Graphics processing units (GPUs) and central processing units (CPUs) used to have almost nothing in common a decade ago, but huge advances in the graphics chip design as well as the evolution of CPUs have greatly moved both towards each other: GPUs are now much more programmable than back in the days, whereas microprocessors now feature many cores, built-in memory controllers and will soon even gain graphics engines.
Nvidia completely understands that CPUs and GPUs are getting closer to each other and has already made a number of steps towards its own microprocessor:
- Firstly, Nvidia joined HyperTransport Consortium at the time when the technology was called Lighting Data Transport and was primarily known as a universal bus for next-generation CPUs by Advanced Micro Devices.
- Secondly, Nvidia entered Silicon-on-Insulator process technology consortium.
- Thirdly, back in January ’09 Nvidia replaced its chief scientist David Kirk with William Dally, who is known for his expertise in parallel computing technologies as well as work on Cell/Larrabee-like microprocessors.
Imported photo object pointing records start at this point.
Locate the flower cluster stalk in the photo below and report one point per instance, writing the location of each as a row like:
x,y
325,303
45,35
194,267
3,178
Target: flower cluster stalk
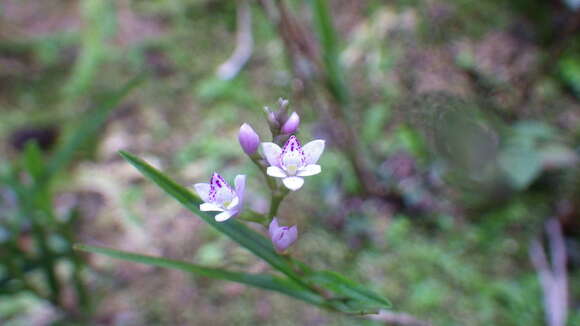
x,y
284,158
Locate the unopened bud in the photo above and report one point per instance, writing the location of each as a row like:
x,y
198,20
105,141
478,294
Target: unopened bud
x,y
249,139
291,125
282,236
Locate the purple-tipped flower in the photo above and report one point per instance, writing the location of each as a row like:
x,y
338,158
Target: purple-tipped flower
x,y
293,162
218,196
291,125
249,139
282,236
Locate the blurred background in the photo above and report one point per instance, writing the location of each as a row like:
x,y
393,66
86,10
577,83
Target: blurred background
x,y
450,183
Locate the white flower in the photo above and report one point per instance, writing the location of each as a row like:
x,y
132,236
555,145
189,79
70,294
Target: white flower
x,y
293,162
218,196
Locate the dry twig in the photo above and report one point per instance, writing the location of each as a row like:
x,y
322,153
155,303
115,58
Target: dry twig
x,y
554,278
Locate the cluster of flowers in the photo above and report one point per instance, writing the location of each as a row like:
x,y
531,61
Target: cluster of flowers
x,y
290,163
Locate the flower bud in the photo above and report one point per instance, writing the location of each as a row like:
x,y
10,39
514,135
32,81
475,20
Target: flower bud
x,y
282,236
249,139
291,124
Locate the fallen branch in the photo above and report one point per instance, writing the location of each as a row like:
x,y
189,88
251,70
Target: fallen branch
x,y
398,319
554,278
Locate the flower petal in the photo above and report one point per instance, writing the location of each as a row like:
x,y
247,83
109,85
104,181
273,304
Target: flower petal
x,y
308,170
276,172
272,153
223,216
207,207
313,150
240,184
274,226
202,190
293,183
234,204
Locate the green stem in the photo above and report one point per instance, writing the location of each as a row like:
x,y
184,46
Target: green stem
x,y
275,201
255,217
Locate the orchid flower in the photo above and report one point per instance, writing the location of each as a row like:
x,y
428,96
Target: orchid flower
x,y
282,236
293,162
218,196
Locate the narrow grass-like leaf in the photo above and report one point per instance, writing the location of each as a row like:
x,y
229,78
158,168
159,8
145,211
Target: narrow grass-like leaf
x,y
350,296
328,37
263,281
235,230
88,128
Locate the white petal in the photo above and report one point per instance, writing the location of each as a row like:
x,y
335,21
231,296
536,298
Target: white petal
x,y
308,170
293,183
224,216
275,172
202,190
272,153
235,202
207,207
313,150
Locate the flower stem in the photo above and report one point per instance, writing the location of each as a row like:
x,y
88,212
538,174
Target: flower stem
x,y
275,201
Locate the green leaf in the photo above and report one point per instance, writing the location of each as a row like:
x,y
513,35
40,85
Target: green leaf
x,y
522,165
350,296
88,128
33,160
263,281
238,232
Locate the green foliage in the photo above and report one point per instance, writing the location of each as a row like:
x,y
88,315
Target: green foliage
x,y
99,24
299,282
29,208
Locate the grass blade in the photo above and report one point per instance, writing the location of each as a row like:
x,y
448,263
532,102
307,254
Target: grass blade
x,y
247,238
263,281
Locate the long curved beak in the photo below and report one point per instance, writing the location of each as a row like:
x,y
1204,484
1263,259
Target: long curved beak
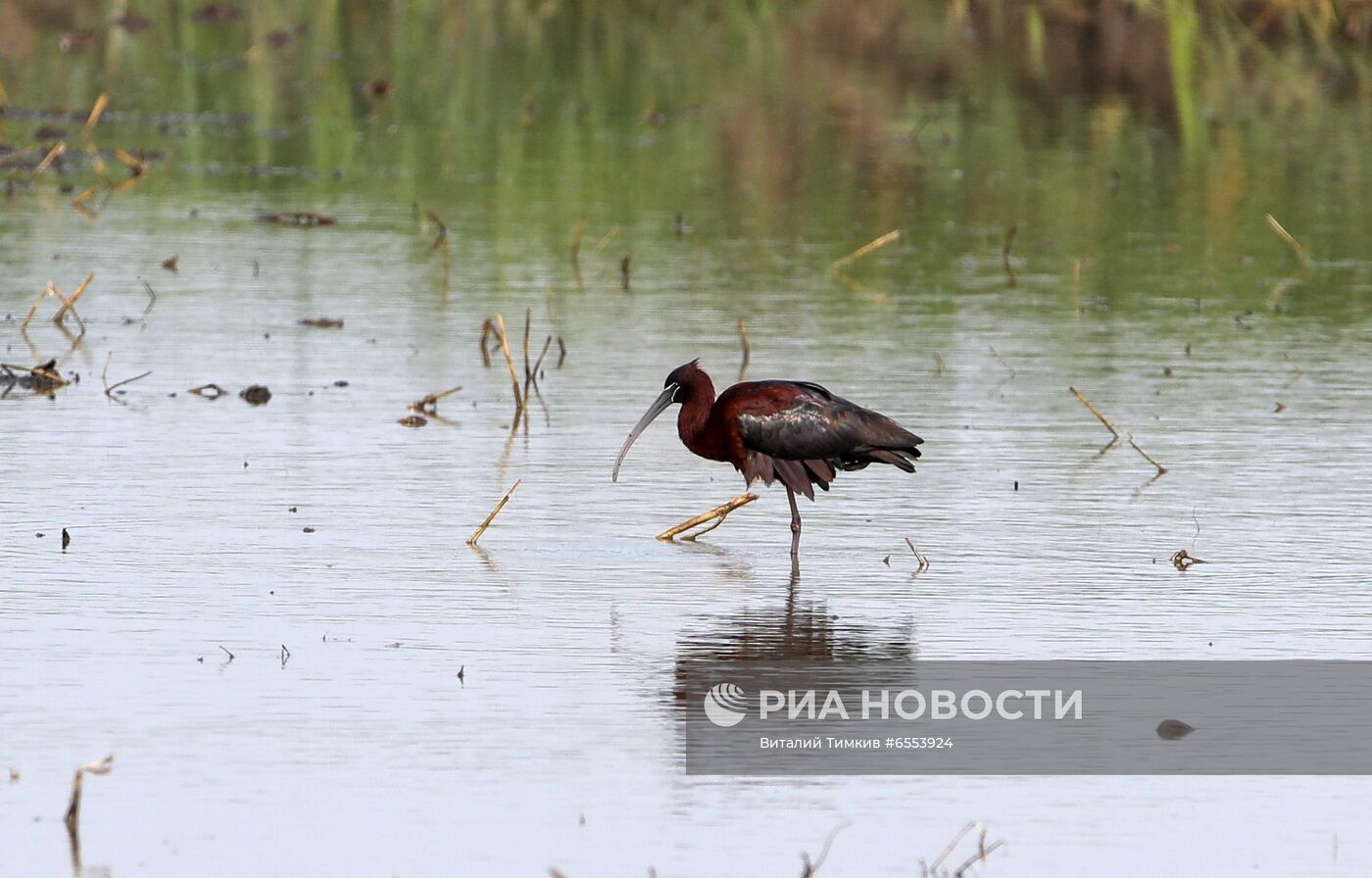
x,y
664,400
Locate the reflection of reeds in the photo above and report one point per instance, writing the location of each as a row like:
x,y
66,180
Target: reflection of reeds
x,y
712,517
480,528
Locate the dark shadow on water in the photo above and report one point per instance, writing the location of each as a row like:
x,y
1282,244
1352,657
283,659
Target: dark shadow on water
x,y
795,628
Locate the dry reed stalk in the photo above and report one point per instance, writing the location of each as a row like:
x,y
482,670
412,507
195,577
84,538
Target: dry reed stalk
x,y
510,361
538,364
428,405
919,556
487,325
96,112
1094,411
528,317
57,151
866,249
480,528
100,767
1004,253
743,339
105,377
71,301
576,239
809,868
717,513
1146,456
1294,244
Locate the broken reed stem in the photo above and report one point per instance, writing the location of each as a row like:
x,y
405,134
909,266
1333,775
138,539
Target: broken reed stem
x,y
528,316
1004,253
442,229
69,302
717,512
66,306
51,157
933,867
1076,285
486,333
743,339
576,239
1002,361
1094,411
96,112
480,528
809,868
1294,244
1148,457
100,767
538,364
510,361
919,558
866,249
105,377
606,240
428,405
980,856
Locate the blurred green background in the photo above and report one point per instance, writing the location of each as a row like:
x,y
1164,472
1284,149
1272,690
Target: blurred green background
x,y
1090,126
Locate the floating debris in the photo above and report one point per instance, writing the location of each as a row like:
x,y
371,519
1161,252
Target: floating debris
x,y
377,89
866,249
133,24
1184,561
921,559
304,220
256,395
428,405
209,391
41,379
1294,244
715,517
933,870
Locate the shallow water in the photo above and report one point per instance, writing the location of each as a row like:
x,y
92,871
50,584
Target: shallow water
x,y
366,752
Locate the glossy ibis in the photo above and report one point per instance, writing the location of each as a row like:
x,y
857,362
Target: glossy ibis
x,y
793,432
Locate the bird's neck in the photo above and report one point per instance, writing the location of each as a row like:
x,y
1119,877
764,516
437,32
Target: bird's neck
x,y
693,418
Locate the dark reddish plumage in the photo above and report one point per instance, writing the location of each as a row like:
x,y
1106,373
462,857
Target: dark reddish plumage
x,y
793,432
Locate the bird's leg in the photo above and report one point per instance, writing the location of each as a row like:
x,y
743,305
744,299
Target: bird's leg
x,y
795,527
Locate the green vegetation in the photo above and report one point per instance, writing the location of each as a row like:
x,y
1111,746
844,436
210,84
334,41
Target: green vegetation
x,y
1129,136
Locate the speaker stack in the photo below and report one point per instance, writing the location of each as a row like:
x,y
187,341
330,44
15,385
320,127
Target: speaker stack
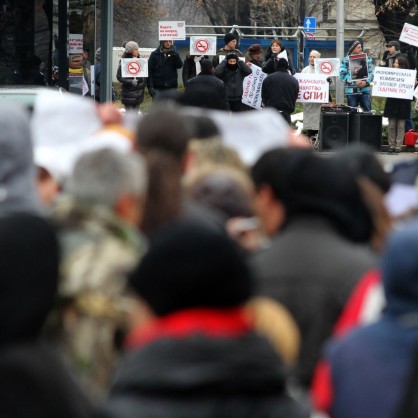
x,y
339,128
333,130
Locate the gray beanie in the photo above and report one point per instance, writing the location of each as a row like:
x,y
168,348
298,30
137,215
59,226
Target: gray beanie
x,y
130,46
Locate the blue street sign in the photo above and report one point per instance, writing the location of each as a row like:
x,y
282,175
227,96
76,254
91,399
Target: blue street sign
x,y
309,24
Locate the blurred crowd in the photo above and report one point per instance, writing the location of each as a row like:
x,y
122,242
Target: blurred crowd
x,y
198,262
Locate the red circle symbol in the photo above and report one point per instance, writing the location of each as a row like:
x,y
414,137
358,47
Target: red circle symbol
x,y
326,67
134,68
201,45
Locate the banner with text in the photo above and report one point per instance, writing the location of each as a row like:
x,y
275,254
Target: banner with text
x,y
394,82
313,88
252,87
171,30
203,45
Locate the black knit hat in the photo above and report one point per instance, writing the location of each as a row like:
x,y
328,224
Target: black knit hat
x,y
229,37
191,264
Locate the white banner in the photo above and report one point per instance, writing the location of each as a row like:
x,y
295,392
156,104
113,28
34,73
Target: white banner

- Fourthly, some claim that Nvidia has been hiring microprocessor specialists from Stexar for several years now. Moreover, Nvidia is now claimed to be interested in Transmeta engineers.
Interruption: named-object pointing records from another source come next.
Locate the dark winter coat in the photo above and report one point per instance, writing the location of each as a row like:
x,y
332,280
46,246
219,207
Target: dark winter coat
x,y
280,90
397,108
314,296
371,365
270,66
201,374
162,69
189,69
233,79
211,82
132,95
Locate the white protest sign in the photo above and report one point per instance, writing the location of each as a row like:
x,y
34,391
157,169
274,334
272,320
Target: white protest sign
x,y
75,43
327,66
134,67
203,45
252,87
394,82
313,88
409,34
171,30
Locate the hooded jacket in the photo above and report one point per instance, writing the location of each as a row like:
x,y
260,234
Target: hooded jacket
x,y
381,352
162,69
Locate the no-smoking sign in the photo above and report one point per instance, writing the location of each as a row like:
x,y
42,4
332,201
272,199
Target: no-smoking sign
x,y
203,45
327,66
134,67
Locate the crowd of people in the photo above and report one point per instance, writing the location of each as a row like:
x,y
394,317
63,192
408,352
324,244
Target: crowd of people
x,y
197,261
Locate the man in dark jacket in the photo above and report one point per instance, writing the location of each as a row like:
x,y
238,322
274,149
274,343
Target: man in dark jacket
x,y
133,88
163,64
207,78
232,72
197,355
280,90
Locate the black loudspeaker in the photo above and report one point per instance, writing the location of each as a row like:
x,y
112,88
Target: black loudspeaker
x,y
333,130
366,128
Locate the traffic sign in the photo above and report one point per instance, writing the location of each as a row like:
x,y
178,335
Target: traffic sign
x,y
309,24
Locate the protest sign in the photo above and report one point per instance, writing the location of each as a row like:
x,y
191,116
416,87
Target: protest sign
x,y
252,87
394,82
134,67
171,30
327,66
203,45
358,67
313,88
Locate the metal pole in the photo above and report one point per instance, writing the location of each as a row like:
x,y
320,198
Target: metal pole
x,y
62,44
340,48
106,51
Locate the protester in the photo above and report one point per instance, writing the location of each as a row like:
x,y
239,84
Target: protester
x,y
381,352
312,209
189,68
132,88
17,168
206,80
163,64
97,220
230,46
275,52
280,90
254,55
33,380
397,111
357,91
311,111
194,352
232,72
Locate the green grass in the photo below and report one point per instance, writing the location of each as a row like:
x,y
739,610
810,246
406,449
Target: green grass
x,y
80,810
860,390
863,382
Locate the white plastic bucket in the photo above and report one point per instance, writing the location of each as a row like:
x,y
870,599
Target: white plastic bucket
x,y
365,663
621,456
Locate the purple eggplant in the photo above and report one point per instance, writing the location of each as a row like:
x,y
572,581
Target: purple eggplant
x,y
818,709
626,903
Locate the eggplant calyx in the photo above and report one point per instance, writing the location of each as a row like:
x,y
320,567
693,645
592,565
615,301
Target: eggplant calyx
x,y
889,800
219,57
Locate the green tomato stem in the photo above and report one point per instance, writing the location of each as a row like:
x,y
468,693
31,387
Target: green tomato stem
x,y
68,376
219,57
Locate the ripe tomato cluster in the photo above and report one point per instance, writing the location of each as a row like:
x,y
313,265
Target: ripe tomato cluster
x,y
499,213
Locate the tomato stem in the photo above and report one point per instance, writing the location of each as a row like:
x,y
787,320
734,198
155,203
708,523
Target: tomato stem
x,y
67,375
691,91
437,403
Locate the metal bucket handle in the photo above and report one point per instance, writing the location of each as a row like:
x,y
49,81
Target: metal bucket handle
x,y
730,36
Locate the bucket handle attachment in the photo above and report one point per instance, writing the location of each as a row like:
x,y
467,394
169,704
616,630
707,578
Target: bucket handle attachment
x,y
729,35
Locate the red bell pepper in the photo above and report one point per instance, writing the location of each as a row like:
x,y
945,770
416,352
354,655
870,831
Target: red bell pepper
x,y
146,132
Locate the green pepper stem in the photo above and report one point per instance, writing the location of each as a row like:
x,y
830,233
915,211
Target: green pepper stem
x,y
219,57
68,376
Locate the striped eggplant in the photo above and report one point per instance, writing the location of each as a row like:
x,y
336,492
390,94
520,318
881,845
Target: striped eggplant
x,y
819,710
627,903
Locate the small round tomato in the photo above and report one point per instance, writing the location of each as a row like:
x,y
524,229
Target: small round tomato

In fact, some even expressed belief that Nvidia planned to acquire Via Technologies, however, since x86 licenses are non-transferrable, it hardly made sense for the company to acquire the struggling developer of chipsets and microprocessors.
“We believe internally developed x86 solutions are more likely than external acquisitions (i.e. Via Technologies),” said Mr. Freedman.
Nvidia itself has always denied any plans to develop its own microprocessor and claimed that the CPUs are no longer important, the company acquired a non-exclusive license to Transmeta’s Long Run and LongRun2 technologies and other intellectual property, which includes computing technologies, for use in connection with Nvidia products back in mid-2008.